Amazon EMR on EKS widens the efficiency hole: Run Apache Spark workloads 5.37 occasions sooner and at 4.3 occasions decrease price

April 13, 2023

1

Amazon EMR on EKS gives a deployment choice for Amazon EMR that enables organizations to run open-source large knowledge frameworks on Amazon Elastic Kubernetes Service (Amazon EKS). With EMR on EKS, Spark purposes run on the Amazon EMR runtime for Apache Spark. This performance-optimized runtime supplied by Amazon EMR makes your Spark jobs run quick and cost-effectively. Additionally, you possibly can run different kinds of enterprise purposes, reminiscent of net purposes and machine studying (ML) TensorFlow workloads, on the identical EKS cluster. EMR on EKS simplifies your infrastructure administration, maximizes useful resource utilization, and reduces your price.

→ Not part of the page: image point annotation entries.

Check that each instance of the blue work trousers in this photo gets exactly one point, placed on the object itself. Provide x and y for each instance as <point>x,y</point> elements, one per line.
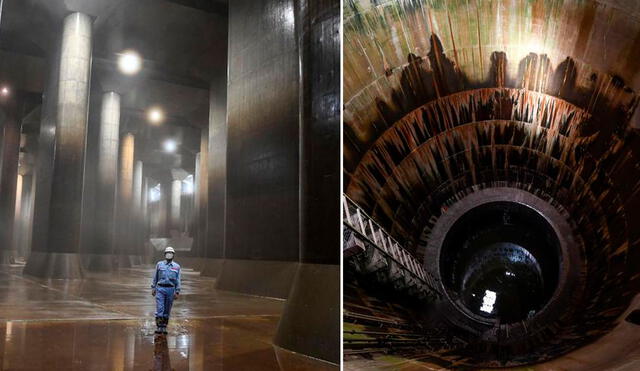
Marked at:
<point>164,301</point>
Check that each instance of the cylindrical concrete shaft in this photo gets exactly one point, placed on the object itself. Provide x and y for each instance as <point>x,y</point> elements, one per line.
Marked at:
<point>202,195</point>
<point>176,196</point>
<point>57,256</point>
<point>125,198</point>
<point>24,208</point>
<point>137,209</point>
<point>108,144</point>
<point>9,155</point>
<point>144,215</point>
<point>310,323</point>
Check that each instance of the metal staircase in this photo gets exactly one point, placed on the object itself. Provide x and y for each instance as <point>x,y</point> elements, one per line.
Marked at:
<point>369,249</point>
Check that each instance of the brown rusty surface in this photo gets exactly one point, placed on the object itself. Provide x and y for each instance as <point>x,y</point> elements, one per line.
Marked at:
<point>442,98</point>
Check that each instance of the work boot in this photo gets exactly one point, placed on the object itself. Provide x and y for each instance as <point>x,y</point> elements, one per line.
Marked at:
<point>165,324</point>
<point>158,325</point>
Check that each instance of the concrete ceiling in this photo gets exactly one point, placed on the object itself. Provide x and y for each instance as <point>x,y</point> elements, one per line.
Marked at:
<point>442,98</point>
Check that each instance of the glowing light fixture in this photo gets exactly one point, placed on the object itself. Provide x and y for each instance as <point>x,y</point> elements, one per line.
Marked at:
<point>155,115</point>
<point>154,193</point>
<point>170,145</point>
<point>187,185</point>
<point>129,62</point>
<point>488,301</point>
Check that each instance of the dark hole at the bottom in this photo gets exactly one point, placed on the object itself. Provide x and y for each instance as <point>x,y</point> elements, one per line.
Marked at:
<point>634,317</point>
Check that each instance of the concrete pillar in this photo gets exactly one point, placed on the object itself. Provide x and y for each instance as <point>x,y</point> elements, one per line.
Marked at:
<point>101,251</point>
<point>137,247</point>
<point>124,242</point>
<point>56,254</point>
<point>310,323</point>
<point>202,194</point>
<point>24,202</point>
<point>9,155</point>
<point>261,184</point>
<point>176,196</point>
<point>144,219</point>
<point>215,161</point>
<point>163,209</point>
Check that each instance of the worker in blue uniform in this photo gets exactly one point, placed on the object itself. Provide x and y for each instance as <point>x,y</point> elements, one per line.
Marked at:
<point>165,287</point>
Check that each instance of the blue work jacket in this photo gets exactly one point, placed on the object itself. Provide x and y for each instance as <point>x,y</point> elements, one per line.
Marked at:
<point>167,274</point>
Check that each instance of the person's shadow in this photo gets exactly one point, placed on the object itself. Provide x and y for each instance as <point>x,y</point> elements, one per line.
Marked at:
<point>161,359</point>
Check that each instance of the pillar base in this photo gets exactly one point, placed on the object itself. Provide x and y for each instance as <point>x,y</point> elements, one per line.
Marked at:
<point>7,257</point>
<point>54,265</point>
<point>257,277</point>
<point>211,267</point>
<point>98,262</point>
<point>292,361</point>
<point>310,323</point>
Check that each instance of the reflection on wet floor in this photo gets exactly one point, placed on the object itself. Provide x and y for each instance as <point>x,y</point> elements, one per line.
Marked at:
<point>105,322</point>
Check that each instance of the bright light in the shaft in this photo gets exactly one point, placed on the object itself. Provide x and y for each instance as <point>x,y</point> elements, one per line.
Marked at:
<point>187,185</point>
<point>154,193</point>
<point>155,115</point>
<point>129,62</point>
<point>170,145</point>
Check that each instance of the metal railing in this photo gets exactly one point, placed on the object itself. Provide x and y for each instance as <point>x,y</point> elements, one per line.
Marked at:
<point>398,261</point>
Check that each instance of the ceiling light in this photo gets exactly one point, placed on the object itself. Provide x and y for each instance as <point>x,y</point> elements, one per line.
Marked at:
<point>155,115</point>
<point>170,145</point>
<point>129,62</point>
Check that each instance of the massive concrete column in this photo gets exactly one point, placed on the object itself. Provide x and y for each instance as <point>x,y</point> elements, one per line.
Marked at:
<point>9,155</point>
<point>262,179</point>
<point>215,161</point>
<point>124,241</point>
<point>137,213</point>
<point>100,252</point>
<point>201,195</point>
<point>144,220</point>
<point>310,324</point>
<point>24,207</point>
<point>56,253</point>
<point>176,196</point>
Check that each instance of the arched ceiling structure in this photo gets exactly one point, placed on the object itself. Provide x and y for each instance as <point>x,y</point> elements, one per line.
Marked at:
<point>446,98</point>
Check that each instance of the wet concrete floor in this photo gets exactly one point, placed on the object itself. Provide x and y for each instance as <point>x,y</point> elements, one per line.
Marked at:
<point>106,322</point>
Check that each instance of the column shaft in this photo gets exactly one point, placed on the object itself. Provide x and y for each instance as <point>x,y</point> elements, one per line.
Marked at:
<point>137,210</point>
<point>9,155</point>
<point>57,254</point>
<point>125,200</point>
<point>107,174</point>
<point>176,196</point>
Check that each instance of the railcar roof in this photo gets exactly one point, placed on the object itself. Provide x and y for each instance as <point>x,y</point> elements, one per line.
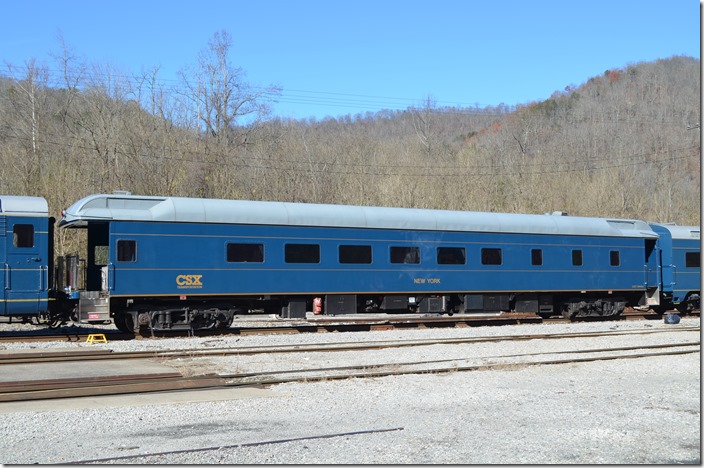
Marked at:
<point>681,232</point>
<point>12,205</point>
<point>118,207</point>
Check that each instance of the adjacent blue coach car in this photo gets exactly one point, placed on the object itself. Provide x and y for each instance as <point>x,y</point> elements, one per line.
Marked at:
<point>169,262</point>
<point>26,255</point>
<point>680,260</point>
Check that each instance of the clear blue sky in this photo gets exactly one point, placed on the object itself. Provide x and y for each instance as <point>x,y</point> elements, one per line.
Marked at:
<point>345,57</point>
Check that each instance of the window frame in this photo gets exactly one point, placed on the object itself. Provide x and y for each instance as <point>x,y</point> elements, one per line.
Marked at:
<point>132,251</point>
<point>235,254</point>
<point>692,259</point>
<point>396,251</point>
<point>577,257</point>
<point>292,256</point>
<point>490,255</point>
<point>451,253</point>
<point>355,254</point>
<point>615,258</point>
<point>23,236</point>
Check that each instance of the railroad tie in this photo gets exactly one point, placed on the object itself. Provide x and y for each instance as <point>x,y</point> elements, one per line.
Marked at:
<point>96,338</point>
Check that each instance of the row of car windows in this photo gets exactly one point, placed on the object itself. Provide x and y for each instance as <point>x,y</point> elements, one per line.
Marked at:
<point>362,254</point>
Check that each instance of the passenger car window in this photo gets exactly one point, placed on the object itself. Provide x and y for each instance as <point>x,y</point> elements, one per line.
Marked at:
<point>245,253</point>
<point>492,257</point>
<point>615,258</point>
<point>451,256</point>
<point>23,236</point>
<point>302,253</point>
<point>692,259</point>
<point>577,257</point>
<point>126,251</point>
<point>405,255</point>
<point>361,254</point>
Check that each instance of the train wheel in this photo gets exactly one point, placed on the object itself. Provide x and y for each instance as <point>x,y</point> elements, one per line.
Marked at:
<point>124,323</point>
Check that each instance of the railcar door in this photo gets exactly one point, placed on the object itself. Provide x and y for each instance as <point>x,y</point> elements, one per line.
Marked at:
<point>26,268</point>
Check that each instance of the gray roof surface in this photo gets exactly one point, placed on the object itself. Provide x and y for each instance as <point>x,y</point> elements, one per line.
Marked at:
<point>24,206</point>
<point>681,232</point>
<point>197,210</point>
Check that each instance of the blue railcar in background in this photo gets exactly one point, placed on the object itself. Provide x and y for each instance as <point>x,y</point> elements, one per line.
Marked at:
<point>680,260</point>
<point>26,254</point>
<point>169,262</point>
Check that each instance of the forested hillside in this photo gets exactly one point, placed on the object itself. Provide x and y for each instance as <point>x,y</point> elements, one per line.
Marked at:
<point>625,143</point>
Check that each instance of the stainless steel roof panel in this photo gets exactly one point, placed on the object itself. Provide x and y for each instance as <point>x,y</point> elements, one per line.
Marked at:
<point>197,210</point>
<point>23,206</point>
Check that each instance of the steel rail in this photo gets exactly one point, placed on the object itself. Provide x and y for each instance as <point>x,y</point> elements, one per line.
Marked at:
<point>103,354</point>
<point>25,391</point>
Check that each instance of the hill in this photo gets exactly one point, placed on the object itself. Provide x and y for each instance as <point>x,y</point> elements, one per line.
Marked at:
<point>622,144</point>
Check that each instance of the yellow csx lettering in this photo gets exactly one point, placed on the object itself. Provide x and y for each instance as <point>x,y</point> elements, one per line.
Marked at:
<point>189,281</point>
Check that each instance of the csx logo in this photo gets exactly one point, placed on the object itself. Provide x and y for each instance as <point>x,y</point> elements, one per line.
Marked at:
<point>189,281</point>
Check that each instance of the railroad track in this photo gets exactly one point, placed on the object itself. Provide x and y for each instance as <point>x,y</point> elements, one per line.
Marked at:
<point>323,324</point>
<point>111,385</point>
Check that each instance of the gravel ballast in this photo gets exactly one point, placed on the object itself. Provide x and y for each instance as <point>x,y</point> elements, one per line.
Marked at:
<point>626,411</point>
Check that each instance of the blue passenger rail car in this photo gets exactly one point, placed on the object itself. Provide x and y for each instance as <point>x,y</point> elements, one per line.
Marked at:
<point>680,259</point>
<point>169,262</point>
<point>26,256</point>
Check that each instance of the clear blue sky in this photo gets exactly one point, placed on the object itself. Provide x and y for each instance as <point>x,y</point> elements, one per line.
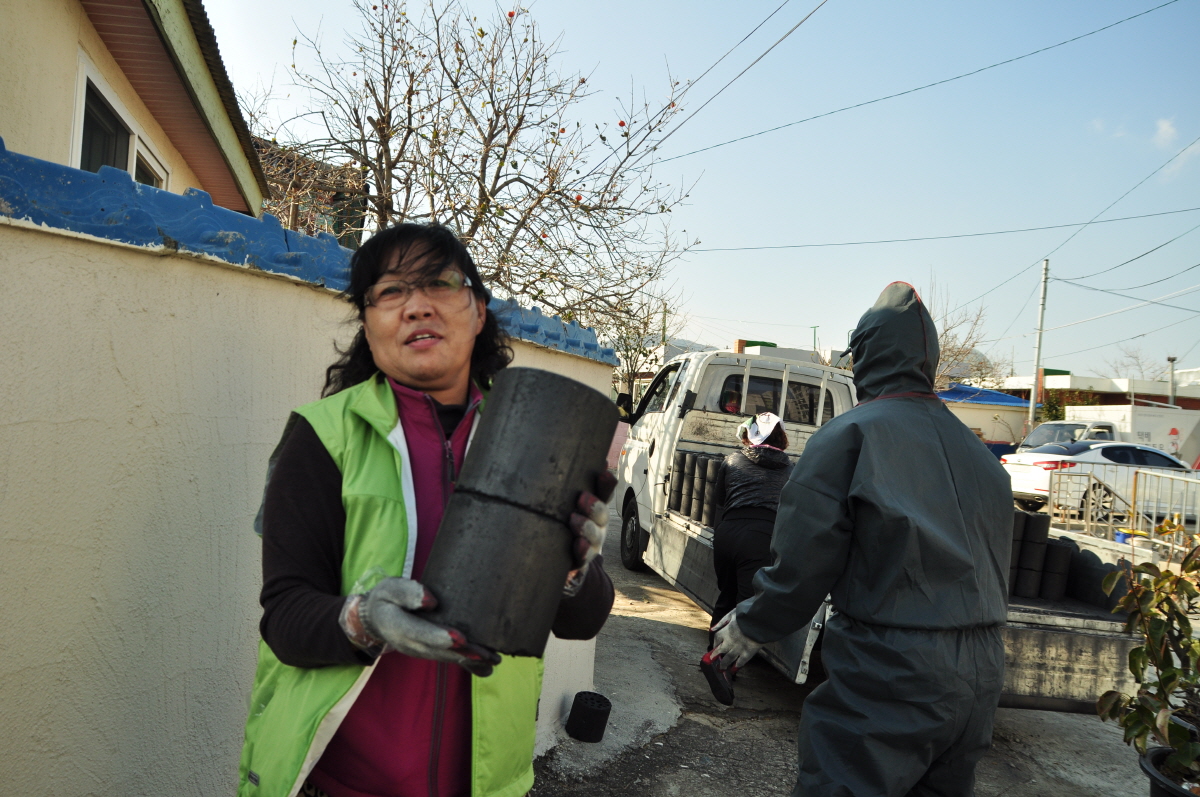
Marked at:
<point>1050,139</point>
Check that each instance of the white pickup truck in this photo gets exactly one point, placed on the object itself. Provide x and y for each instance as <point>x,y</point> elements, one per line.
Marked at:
<point>1061,655</point>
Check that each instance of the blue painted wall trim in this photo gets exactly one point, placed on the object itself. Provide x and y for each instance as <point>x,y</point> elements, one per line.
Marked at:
<point>113,207</point>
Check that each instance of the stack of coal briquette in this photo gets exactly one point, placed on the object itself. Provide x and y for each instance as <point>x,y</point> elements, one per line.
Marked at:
<point>1039,565</point>
<point>693,477</point>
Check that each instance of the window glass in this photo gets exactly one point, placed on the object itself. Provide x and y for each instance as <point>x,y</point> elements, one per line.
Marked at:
<point>1155,460</point>
<point>1119,454</point>
<point>1054,433</point>
<point>106,142</point>
<point>763,397</point>
<point>655,397</point>
<point>675,385</point>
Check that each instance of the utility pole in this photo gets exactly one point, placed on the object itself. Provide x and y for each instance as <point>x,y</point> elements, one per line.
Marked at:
<point>1170,399</point>
<point>1037,349</point>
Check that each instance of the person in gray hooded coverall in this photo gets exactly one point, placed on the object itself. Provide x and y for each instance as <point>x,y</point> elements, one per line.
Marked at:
<point>899,511</point>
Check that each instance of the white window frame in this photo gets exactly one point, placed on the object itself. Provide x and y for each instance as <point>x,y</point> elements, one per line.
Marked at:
<point>139,143</point>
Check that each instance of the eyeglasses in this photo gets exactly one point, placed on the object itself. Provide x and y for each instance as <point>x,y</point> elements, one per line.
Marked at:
<point>443,288</point>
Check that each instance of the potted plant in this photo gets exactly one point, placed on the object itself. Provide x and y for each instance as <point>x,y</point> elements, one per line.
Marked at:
<point>1165,667</point>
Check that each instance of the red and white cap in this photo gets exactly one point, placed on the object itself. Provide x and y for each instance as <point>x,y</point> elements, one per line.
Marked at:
<point>759,429</point>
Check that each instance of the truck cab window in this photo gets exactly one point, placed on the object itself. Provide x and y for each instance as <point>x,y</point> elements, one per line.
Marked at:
<point>763,397</point>
<point>655,397</point>
<point>1152,460</point>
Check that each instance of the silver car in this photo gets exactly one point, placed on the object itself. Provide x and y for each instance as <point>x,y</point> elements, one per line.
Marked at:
<point>1113,466</point>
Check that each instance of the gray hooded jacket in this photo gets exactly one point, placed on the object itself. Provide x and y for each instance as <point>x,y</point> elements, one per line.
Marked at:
<point>895,508</point>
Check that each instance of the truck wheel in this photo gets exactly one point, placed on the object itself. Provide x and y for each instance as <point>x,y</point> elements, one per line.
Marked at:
<point>633,539</point>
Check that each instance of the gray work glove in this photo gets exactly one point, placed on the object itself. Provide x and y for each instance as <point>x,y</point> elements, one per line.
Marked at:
<point>589,523</point>
<point>732,645</point>
<point>387,616</point>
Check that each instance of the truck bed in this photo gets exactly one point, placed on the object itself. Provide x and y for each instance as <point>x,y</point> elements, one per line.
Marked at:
<point>1059,655</point>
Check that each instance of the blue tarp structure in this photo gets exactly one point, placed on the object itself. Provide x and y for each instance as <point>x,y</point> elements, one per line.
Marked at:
<point>111,205</point>
<point>967,395</point>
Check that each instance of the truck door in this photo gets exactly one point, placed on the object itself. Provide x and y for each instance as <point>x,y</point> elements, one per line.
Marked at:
<point>643,444</point>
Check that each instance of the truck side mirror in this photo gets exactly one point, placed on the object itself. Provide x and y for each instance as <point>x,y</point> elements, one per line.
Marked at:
<point>624,406</point>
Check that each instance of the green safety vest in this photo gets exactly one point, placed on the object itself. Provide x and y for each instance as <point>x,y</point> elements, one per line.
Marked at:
<point>294,712</point>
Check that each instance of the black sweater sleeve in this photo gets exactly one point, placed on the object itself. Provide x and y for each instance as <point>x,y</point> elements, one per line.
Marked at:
<point>304,526</point>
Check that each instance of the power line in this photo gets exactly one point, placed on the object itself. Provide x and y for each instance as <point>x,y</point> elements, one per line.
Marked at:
<point>1123,340</point>
<point>921,88</point>
<point>1089,276</point>
<point>940,238</point>
<point>691,84</point>
<point>1027,299</point>
<point>1143,304</point>
<point>1084,227</point>
<point>738,76</point>
<point>1125,295</point>
<point>1144,285</point>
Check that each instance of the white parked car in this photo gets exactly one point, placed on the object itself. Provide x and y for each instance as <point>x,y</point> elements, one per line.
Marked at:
<point>1113,463</point>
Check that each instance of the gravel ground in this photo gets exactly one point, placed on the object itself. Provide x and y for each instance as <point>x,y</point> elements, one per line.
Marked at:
<point>667,736</point>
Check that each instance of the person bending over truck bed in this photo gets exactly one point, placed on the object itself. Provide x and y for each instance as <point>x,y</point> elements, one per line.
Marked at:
<point>747,490</point>
<point>748,485</point>
<point>900,513</point>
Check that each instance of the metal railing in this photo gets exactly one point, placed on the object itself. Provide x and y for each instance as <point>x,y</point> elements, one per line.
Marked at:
<point>1170,508</point>
<point>1086,502</point>
<point>1152,510</point>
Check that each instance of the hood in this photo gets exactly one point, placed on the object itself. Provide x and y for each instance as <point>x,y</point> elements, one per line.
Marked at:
<point>766,456</point>
<point>895,346</point>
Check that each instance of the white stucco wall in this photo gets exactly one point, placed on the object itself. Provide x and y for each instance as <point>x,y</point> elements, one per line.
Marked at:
<point>143,395</point>
<point>141,400</point>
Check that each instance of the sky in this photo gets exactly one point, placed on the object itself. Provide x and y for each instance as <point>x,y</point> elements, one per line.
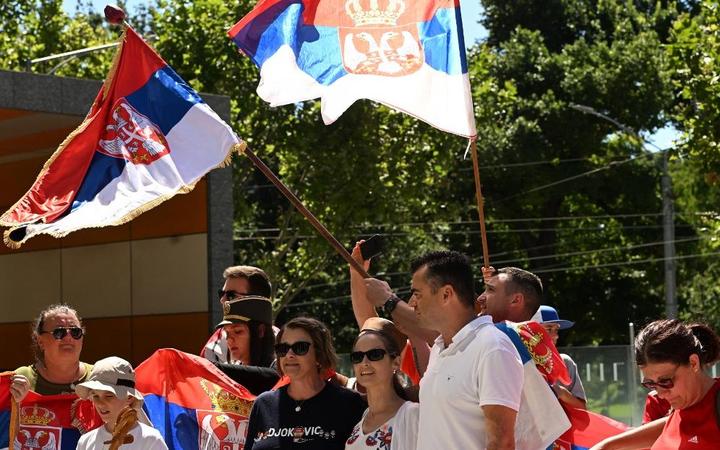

We have now been frequently bettering the Spark efficiency in every Amazon EMR launch to additional shorten job runtime and optimize customers’ spending on their Amazon EMR large knowledge workloads. As of the Amazon EMR 6.5 launch in January 2022, the optimized Spark runtime was 3.5 occasions sooner than OSS Spark v3.1.2 with as much as 61% decrease prices. Amazon EMR 6.10 is now 1.59 occasions sooner than Amazon EMR 6.5, which has resulted in 5.37 occasions higher efficiency than OSS Spark v3.3.1 with 76.8% price financial savings.

On this put up, we describe the benchmark setup and outcomes on prime of the EMR on EKS surroundings. We additionally share a Spark benchmark answer that fits all Amazon EMR deployment choices, so you possibly can replicate the method in your surroundings to your personal efficiency take a look at instances. The answer makes use of the TPC-DS dataset and unmodified knowledge schema and desk relationships, however derives queries from TPC-DS to help the SparkSQL take a look at instances. It isn’t akin to different printed TPC-DS benchmark outcomes.

Benchmark setup

To check with the EMR on EKS 6.5 take a look at outcome detailed within the put up Amazon EMR on Amazon EKS gives as much as 61% decrease prices and as much as 68% efficiency enchancment for Spark workloads, this benchmark for the most recent launch (Amazon EMR 6.10) makes use of the identical strategy: a TPC-DS benchmark framework and the identical measurement of TPC-DS enter dataset from an Amazon Easy Storage Service (Amazon S3) location. For the supply knowledge, we selected the three TB scale issue, which comprises 17.7 billion data, roughly 924 GB compressed knowledge in Parquet file format. The setup directions and technical particulars could be discovered within the aws-sample repository.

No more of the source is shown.